Further launches include upgrades to its conche and five-roll refiner technologies, an enhanced indirect-fired convection oven for products such as biscuits, cookies, and pizzas, and a new generation of extrusion equipment for food and feed production.
One of the most prominent developments is Bühler’s inductive wafer baking oven, designed to improve product quality and production flexibility while cutting energy consumption by up to 50%. Wafer production is energy-intensive, with baking consistency, plate control, and moisture management all influencing final texture, colour, and line efficiency. A lower-energy baking stage can directly reduce operating costs in high-volume wafer and snack plants.
Bakery and confectionery production is under pressure from cocoa volatility, energy costs, labour constraints, and increasingly fragmented product portfolios. Cocoa price increases have sharpened attention on yield, process control, and waste reduction in chocolate production. At the same time, brand owners are asking factories to handle seasonal lines, premium variants, reformulated recipes, and smaller production runs without tying up assets in extended changeovers.
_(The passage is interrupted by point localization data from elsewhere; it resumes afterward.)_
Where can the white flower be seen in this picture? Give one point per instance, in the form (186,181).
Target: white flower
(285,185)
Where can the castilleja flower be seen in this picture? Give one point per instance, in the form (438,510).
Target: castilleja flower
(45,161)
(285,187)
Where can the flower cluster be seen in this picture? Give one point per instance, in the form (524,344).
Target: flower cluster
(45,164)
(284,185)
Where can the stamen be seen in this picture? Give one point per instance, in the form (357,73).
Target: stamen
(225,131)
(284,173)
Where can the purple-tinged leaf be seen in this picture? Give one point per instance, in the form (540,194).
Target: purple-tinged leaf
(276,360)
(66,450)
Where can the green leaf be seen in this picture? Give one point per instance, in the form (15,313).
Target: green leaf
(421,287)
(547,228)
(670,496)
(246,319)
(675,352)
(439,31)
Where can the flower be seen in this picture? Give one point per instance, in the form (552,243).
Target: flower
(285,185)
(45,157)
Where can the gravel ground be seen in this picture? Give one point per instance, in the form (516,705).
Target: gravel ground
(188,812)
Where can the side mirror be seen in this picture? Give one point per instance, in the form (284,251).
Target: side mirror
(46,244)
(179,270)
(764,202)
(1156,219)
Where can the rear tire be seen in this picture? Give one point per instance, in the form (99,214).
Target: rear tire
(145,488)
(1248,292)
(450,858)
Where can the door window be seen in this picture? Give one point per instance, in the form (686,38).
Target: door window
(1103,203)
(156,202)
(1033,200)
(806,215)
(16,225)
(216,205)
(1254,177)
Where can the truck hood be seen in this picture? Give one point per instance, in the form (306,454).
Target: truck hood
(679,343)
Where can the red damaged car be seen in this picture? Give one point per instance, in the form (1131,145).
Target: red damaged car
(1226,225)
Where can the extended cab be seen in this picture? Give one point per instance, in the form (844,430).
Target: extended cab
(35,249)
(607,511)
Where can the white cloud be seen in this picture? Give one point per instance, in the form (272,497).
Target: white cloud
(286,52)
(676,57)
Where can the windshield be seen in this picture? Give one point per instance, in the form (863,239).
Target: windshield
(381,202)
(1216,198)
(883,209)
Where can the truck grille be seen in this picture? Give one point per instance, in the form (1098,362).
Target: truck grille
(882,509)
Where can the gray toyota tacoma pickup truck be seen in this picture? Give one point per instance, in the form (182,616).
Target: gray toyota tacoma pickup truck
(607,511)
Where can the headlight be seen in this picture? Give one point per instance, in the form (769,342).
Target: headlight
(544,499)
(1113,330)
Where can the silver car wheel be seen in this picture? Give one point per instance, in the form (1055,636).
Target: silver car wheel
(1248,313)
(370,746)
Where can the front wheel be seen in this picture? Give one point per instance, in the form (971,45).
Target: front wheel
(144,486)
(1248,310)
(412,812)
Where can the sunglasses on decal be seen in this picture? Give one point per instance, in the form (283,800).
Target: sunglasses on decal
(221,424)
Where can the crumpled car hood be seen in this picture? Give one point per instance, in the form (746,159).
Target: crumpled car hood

That pressure is pushing equipment development beyond isolated machine performance. The competitive value now sits in how roasting, grinding, refining, baking, cooling, shaping, and extrusion behave as a connected line. Stable process data, repeatable quality, and shorter intervention windows are becoming central to investment decisions in plants that need to protect margins while widening their SKU base.
Bühler’s modular chocolate processing work also reflects the direction of compound coatings, spreads, filled products, and reformulated confectionery. Producers need systems that can support recipe development and scale-up without locking capital into oversized, single-purpose assets. Changing fat systems, sugar reduction, premiumisation, and cost-led reformulation all place heavier demands on process flexibility.
The same pattern is visible in extrusion and bakery equipment. Snack and cereal producers are expanding into higher-protein, fibre-enriched, and alternative-grain formats, while biscuit and pizza producers are looking for more consistent baking curves and lower energy intensity. Equipment that can support faster product development while holding quality parameters tighter is becoming a more decisive part of capital planning.
Interpack will give Bühler a platform to show how those requirements are being translated into machinery. The sharper test will follow in factory trials, where manufacturers will weigh whether incremental upgrades can deliver enough efficiency or whether the next investment cycle will favour more connected, flexible processing architecture.